[WIP] Auto infer schema (including fields shape) from the first row by WeichenXu123 · Pull Request #512 · uber/petastorm

WeichenXu123 · 2020-03-23T05:37:59Z

What issues does the PR addresses ?

There're 2 issues in make_batch_reader, one is critical and another is less critical but a pain point.

(Critical) Inferring schema in `make_batch_reader` cannot infer fields' shape information

Because there's no shape information, when make tensorflow dataset from the reader, if we make some tensorflow dataset operations, such as unroll, batch, and reshape field, error may occur. Tensorflow graph operator depends on field shape information heavily.

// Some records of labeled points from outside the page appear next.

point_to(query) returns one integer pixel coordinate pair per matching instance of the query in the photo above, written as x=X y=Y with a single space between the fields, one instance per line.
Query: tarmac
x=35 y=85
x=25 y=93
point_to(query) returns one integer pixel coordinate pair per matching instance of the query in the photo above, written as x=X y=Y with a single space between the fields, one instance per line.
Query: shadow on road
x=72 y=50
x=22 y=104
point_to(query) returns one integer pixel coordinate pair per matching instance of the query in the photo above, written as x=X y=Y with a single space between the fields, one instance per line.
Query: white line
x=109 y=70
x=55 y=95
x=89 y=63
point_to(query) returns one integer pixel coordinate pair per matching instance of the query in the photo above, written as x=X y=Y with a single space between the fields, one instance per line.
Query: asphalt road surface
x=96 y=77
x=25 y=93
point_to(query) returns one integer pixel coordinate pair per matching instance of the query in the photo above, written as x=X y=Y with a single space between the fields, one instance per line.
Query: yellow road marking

(Pain point) The `TransformSpec` need to specify edit/removed fields manually

We hope user can only provide a transform function, and petastorm can automatically infer the result schema from the output pandas dataframe of the transform function.

The approach in the PR

Add a method ArrowReaderWorker. infer_schema_from_first_row which can read a row first and infer the schema from the row. So that we can infer the accurate shape information.
Add a param infer_schema_from_first_row into make_batch_reader (default off, so won't break API behavior)

Limitations:

for all rows (before applying predicates), require all values in each field non-nullable and having the same shape.

Test

Unit test to be added. But it is ready for first review.

Example code

import os
import pandas as pd
import sys
import numpy as np
from pyspark.sql.functions import pandas_udf
import tensorflow as tf

from petastorm import make_batch_reader
from petastorm.transform import TransformSpec
from petastorm.spark import make_spark_converter
spark.conf.set('petastorm.spark.converter.parentCacheDirUrl', 'file:/tmp/converter')

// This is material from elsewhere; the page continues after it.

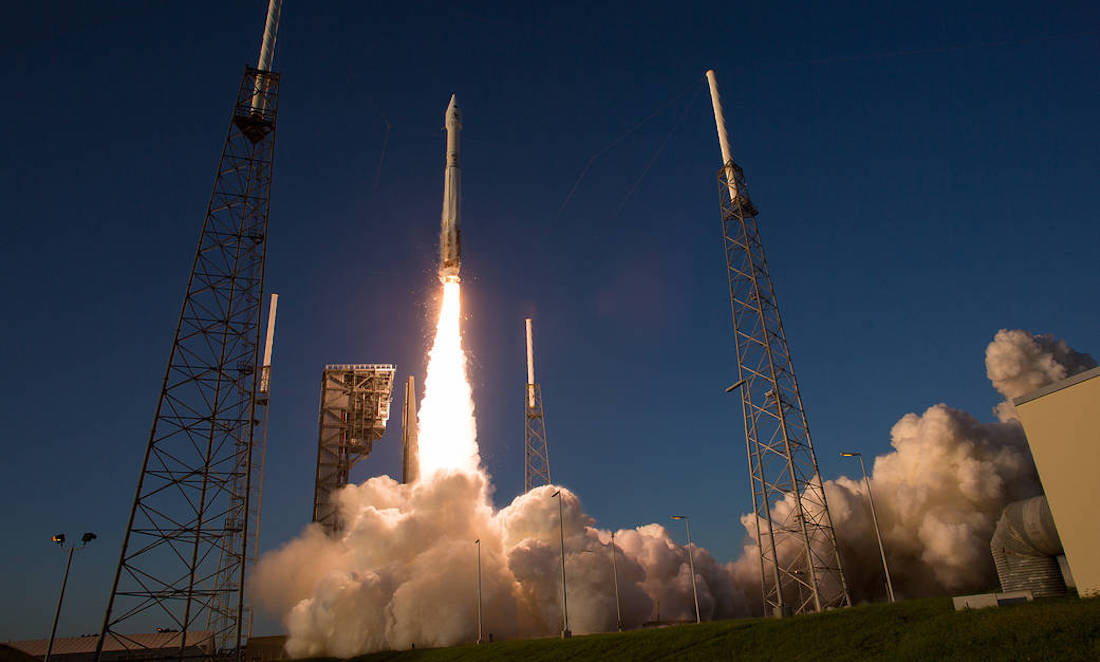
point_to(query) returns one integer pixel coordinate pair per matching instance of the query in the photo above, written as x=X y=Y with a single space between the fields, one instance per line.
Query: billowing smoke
x=1019 y=363
x=939 y=493
x=404 y=570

data_url = 'file:/tmp/0001'
data_path = '/tmp/t0001'

@pandas_udf('array<float>')
def gen_array(v):
  return v.map(lambda x: np.random.rand(10))

df1 = spark.range(10).withColumn('v', gen_array('id')).repartition(2)
cv1 = make_spark_converter(df1)

# we can auto infer one-dim array shape
with cv1.make_tf_dataset(batch_size=4, num_epochs=1) as dataset:
	iter = dataset.make_one_shot_iterator()
	next_op = iter.get_next()
	with tf.Session() as sess:
		for i in range(3):
			batch = sess.run(next_op)
			print(batch)


def preproc_fn(x):
  # reshape column 'v' to (2, 5) shape.
  x2 = pd.DataFrame({'v': x['v'].map(lambda x: x.reshape((2, 5))), 'id': x['id'] + 10000})
  return x2

# now we can auto infer multi-dim array shape.
with cv1.make_tf_dataset(batch_size=4, preprocess_fn=preproc_fn, num_epochs=1) as dataset:
	iter = dataset.make_one_shot_iterator()
	next_op = iter.get_next()
	with tf.Session() as sess:
		for i in range(3):
			batch = sess.run(next_op)
			print(batch)

codecov · 2020-03-23T09:09:10Z

Codecov Report

Merging #512 into master will decrease coverage by 0.16%.
The diff coverage is 72.91%.

@@            Coverage Diff             @@
##           master     #512      +/-   ##
==========================================
- Coverage   86.02%   85.86%   -0.17%     
==========================================
  Files          81       81              
  Lines        4402     4442      +40     
  Branches      704      713       +9     
==========================================
+ Hits         3787     3814      +27     
- Misses        504      511       +7     
- Partials      111      117       +6

Impacted Files	Coverage Δ
petastorm/tf_utils.py	`80.91% <ø> (ø)`	⬆️
petastorm/spark/spark_dataset_converter.py	`87.5% <25%> (-3.13%)`	⬇️
petastorm/reader.py	`90.32% <77.77%> (-0.68%)`	⬇️
petastorm/arrow_reader_worker.py	`90.34% <83.87%> (-1.66%)`	⬇️

Continue to review full report at Codecov.

Legend - Click here to learn more
Δ = absolute <relative> (impact), ø = not affected, ? = missing data
Powered by Codecov. Last update 0b70510...529cb83. Read the comment docs.

liangz1

A Convenient feature that would simplify the schema issue! I left a couple of questions.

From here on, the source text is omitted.